Many good comments are to be had, most notably by (no surprise) David Fiore who, among many other brilliant posts, zings this paragraph:

"[T]his is precisely the problem with aesthetic hierarchies--it's all very well to claim that complex structure and susceptibility to multiple interpretations makes a work objectively 'more artful', but what happens when other readers begin finding all kinds of complexities and polysemies in a supposedly flat, 'for entertainment purposes only' text? This happens all of the time! And the humbling fact is that just about any work of art can be a steak, if the reader approaches it with a steak-sized appetite (can we change the metaphor to a gourmet oatmeal?)."

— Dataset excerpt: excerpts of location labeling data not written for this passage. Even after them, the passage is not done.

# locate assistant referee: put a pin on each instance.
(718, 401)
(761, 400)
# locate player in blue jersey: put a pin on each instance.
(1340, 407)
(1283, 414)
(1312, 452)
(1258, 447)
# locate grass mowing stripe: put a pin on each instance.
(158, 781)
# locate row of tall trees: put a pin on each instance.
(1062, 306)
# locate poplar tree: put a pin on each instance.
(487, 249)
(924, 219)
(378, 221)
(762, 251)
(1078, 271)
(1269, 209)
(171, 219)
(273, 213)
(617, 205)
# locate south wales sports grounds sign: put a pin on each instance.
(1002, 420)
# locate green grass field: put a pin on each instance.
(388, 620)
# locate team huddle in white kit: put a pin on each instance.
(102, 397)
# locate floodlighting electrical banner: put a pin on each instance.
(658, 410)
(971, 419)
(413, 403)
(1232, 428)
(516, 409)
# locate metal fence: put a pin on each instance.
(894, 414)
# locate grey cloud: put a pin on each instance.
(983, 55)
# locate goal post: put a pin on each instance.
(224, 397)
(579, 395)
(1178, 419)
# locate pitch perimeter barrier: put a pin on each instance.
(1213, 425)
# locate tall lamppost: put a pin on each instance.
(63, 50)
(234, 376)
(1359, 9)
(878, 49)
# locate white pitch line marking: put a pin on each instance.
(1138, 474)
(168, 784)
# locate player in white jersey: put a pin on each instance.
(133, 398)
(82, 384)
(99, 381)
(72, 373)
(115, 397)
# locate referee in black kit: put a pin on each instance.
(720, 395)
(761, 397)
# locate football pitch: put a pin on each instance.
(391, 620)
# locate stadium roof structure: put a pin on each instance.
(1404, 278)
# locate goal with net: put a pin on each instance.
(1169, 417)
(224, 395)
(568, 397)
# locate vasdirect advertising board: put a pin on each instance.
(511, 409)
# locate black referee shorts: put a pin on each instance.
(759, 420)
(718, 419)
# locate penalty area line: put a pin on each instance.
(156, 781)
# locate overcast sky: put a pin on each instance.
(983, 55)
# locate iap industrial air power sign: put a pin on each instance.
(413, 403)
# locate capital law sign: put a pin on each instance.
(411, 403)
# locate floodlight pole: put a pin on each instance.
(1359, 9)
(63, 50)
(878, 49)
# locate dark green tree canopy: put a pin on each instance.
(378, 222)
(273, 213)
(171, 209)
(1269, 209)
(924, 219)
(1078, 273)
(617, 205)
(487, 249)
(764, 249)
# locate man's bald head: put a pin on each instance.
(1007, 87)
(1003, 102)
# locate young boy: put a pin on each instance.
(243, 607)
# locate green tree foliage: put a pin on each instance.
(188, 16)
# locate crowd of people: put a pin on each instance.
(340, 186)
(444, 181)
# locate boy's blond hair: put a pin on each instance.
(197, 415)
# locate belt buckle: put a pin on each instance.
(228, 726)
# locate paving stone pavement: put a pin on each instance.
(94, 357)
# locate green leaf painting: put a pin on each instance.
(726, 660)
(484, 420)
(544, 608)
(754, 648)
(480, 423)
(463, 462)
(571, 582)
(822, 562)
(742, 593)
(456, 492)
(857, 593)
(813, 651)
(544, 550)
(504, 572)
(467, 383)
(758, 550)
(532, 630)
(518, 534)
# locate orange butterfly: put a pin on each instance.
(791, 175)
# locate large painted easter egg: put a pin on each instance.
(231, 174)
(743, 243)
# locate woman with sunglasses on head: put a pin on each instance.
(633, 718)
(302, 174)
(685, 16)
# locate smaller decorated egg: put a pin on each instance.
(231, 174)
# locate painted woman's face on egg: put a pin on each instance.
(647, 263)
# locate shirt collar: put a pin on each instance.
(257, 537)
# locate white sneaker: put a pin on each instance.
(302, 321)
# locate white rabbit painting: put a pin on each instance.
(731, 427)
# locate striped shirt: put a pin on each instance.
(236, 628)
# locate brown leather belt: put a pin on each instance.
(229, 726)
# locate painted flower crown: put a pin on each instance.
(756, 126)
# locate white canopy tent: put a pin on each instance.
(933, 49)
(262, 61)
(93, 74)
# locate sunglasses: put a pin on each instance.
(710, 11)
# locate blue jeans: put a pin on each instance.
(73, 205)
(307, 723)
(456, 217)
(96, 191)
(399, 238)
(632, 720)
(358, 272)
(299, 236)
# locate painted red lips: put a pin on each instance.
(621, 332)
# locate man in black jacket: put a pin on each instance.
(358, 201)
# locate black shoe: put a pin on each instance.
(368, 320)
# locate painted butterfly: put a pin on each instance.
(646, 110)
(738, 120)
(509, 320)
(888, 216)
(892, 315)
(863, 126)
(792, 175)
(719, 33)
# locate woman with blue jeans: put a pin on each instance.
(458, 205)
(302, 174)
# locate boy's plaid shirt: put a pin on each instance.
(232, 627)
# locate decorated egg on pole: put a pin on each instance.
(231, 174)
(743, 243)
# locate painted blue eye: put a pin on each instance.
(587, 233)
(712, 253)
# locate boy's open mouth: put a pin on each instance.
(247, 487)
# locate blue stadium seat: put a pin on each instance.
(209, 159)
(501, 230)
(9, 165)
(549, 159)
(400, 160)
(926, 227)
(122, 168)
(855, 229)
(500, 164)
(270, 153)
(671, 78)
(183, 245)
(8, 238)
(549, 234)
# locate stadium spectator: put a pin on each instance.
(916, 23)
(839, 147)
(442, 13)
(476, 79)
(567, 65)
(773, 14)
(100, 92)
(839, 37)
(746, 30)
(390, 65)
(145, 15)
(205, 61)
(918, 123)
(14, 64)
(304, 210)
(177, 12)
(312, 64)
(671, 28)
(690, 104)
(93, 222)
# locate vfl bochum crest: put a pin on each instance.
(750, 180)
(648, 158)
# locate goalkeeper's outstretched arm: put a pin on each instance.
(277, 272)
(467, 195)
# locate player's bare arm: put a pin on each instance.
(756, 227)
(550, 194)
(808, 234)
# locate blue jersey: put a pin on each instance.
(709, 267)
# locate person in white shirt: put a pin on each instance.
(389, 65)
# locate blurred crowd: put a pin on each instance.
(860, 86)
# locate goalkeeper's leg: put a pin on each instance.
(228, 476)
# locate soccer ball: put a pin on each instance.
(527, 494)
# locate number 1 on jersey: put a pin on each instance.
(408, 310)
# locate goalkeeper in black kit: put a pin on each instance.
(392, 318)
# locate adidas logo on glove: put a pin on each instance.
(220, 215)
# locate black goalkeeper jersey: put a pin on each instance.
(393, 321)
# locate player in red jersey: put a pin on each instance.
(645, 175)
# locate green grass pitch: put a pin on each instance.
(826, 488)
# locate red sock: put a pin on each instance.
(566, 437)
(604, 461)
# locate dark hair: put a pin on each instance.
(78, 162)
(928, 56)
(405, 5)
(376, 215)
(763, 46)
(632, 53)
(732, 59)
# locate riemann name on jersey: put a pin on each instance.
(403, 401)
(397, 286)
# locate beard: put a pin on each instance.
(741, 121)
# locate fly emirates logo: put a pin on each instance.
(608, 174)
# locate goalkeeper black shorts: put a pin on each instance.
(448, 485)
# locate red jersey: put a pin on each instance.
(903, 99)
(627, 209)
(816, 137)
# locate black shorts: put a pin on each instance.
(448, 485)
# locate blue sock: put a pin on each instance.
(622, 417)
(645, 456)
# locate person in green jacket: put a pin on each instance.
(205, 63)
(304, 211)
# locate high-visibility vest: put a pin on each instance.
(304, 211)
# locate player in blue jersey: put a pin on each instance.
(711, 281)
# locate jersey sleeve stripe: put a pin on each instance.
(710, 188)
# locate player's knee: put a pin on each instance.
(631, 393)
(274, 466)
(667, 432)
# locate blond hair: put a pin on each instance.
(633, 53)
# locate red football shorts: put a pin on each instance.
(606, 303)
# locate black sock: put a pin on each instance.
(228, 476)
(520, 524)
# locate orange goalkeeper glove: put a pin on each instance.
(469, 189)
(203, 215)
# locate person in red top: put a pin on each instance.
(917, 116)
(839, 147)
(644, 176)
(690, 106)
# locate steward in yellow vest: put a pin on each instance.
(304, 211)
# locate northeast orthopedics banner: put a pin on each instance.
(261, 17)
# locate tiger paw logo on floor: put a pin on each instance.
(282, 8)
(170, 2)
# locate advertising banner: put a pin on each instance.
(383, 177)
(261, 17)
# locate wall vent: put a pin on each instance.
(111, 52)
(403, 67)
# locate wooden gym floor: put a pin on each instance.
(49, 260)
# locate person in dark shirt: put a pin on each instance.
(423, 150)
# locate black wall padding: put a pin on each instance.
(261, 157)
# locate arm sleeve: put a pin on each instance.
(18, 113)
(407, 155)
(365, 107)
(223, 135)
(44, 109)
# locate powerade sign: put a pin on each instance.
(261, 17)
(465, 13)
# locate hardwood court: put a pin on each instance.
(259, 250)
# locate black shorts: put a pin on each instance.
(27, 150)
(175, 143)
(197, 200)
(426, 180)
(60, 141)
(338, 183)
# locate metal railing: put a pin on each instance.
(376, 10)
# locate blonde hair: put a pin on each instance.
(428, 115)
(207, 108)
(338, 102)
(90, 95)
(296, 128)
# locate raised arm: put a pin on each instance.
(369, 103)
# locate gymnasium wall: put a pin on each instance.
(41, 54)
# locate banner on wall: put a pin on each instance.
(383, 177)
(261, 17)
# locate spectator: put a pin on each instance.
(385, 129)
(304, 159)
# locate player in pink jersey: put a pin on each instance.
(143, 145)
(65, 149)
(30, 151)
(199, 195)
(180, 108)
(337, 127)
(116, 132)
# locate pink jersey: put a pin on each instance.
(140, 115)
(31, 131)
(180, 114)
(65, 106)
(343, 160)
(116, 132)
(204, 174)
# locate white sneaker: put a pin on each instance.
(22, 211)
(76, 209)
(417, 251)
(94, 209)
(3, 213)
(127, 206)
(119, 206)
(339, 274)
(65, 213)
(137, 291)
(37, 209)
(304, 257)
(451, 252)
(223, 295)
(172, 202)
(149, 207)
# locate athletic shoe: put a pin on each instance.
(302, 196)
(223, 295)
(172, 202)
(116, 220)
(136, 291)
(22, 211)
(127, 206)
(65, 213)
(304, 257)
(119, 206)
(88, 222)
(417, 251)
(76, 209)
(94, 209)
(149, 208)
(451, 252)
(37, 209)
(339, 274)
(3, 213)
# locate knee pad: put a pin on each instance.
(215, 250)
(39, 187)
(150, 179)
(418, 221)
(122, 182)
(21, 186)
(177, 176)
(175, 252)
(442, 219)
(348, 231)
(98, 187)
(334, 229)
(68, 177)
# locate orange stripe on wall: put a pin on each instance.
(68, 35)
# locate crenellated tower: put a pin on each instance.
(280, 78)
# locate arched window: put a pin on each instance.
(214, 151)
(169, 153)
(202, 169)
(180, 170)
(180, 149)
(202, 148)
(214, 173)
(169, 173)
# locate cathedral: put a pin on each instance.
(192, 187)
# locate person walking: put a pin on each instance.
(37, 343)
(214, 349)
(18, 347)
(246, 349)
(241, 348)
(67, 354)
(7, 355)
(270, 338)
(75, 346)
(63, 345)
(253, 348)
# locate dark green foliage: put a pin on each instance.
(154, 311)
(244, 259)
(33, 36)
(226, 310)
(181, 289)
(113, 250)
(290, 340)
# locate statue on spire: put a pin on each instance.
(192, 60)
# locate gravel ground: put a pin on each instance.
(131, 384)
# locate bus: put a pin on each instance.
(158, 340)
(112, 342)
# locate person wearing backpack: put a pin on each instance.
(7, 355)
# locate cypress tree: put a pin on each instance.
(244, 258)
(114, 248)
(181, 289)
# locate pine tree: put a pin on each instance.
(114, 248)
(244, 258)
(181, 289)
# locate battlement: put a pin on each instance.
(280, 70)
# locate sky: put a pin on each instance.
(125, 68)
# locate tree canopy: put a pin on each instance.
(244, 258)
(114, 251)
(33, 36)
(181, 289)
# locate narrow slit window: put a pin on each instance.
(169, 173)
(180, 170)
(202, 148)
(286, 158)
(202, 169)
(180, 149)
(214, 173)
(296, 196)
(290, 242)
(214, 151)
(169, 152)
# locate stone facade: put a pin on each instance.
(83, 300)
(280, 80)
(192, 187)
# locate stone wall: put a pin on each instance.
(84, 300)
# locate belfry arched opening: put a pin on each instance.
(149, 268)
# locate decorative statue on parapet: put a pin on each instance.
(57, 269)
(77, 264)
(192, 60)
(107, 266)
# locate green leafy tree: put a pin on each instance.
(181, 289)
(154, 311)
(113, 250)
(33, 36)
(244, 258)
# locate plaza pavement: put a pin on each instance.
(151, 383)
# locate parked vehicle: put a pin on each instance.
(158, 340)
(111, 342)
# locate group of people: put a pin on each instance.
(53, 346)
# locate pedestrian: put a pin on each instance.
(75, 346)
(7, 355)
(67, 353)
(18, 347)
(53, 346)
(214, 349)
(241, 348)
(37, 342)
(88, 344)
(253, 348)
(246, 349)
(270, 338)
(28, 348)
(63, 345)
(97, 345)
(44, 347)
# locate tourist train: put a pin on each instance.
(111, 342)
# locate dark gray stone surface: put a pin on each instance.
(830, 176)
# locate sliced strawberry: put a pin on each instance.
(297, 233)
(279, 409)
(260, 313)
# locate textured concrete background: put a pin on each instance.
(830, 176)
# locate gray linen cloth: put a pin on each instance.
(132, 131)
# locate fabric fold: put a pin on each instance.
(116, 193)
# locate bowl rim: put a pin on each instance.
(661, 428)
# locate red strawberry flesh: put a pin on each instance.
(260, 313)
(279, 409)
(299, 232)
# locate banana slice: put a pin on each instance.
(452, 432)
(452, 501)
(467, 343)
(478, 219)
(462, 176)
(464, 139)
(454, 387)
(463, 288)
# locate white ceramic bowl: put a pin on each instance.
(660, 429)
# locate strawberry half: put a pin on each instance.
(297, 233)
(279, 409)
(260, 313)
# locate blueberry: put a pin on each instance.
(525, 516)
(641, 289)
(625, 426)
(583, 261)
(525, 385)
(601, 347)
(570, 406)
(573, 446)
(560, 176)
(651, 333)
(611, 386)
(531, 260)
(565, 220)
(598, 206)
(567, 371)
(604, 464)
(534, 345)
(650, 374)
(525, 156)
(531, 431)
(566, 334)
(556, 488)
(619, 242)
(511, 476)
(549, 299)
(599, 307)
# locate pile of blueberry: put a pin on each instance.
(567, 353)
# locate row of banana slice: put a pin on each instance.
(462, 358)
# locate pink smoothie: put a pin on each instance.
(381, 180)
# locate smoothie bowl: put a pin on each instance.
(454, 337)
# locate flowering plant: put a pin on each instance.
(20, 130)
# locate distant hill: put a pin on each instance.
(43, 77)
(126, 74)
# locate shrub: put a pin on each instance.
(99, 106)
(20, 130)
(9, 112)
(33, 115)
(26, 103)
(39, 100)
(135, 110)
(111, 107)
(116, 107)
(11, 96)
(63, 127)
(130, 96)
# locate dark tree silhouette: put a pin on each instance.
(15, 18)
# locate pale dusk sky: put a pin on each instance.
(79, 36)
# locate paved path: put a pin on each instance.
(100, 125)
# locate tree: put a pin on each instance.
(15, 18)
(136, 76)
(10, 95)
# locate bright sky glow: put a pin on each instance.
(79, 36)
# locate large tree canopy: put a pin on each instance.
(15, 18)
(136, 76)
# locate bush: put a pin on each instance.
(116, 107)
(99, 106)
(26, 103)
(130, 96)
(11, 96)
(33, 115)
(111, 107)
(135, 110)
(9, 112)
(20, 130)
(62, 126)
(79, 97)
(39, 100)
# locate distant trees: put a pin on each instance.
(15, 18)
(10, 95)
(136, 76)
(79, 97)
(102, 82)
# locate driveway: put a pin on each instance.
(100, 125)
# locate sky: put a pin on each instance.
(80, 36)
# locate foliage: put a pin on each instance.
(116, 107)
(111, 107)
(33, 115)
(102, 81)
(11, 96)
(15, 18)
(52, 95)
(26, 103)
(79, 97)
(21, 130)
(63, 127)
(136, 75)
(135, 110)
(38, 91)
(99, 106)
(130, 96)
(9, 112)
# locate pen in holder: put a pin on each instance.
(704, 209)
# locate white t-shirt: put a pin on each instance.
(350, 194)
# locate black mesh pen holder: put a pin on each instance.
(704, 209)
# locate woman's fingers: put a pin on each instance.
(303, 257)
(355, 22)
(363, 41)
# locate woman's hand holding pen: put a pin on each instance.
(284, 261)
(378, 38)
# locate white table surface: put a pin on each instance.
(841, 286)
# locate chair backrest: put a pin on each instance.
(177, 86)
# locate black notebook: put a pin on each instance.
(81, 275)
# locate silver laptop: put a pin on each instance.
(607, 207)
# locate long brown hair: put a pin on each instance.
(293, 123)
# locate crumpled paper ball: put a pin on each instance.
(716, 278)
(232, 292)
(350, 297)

My posted response was simply to indicate the angle that everyone seemed to be toying with, but not quite tackling (typos fixed):
“It seems like Harold Bloom
is the elephant in the room (hey, iambic pentameter!).
Jeff mentioned "canon," but used the word hierarchy in the same breath, where hierarchy seems to be used in his assessment more as an indicator of qualitative order. The questions asked in the first post seem to lead to his list of discreet "values" which he posits could potentially be used as part of an objective assessment of the worth of an individual work of art. So the idea of strong and weak works within the canon is essentially ignored, as the "hierarchy" here is not a holistic relational framework, but only a calculus of worthiness using value criteria.

“So the unadressed thing is the Bloomian critical angle, if you will. How does an individual work relate to the canon of cop shows, superhero comics, fantasy novels, etc. Do they strengthen the tradition and rally the tropes (as prime example Harry Potter did with the child wizard sub-genre of fantasy), or do they have no impact (i.e. are "unsucessful") despite some high degree of "objective" worth (like, say, Alan Moore's Big Numbers).

“This is not the only way to view the issue of value or worth, but its hard to completely disregard this approach when talking in terms of genres built on tropes so well worn that they become equivalent to cliché. How does the work under scrutiny "hold up" in relation to the other works we are judging it against?”

Incidentally, after posting this, I read a subsequent post of Jeff’s, and I think I was wrong about his use of the word hierarchy, but I think he still had not tackled the “strong work/weak work” aspect of the question of relative value. I don’t think this critical approach is the end all be all, but I don’t think you can approach the question of worth in this day and age (especially within Jeff’s hierarchical groupings) and ignore the anxiety of influence factor.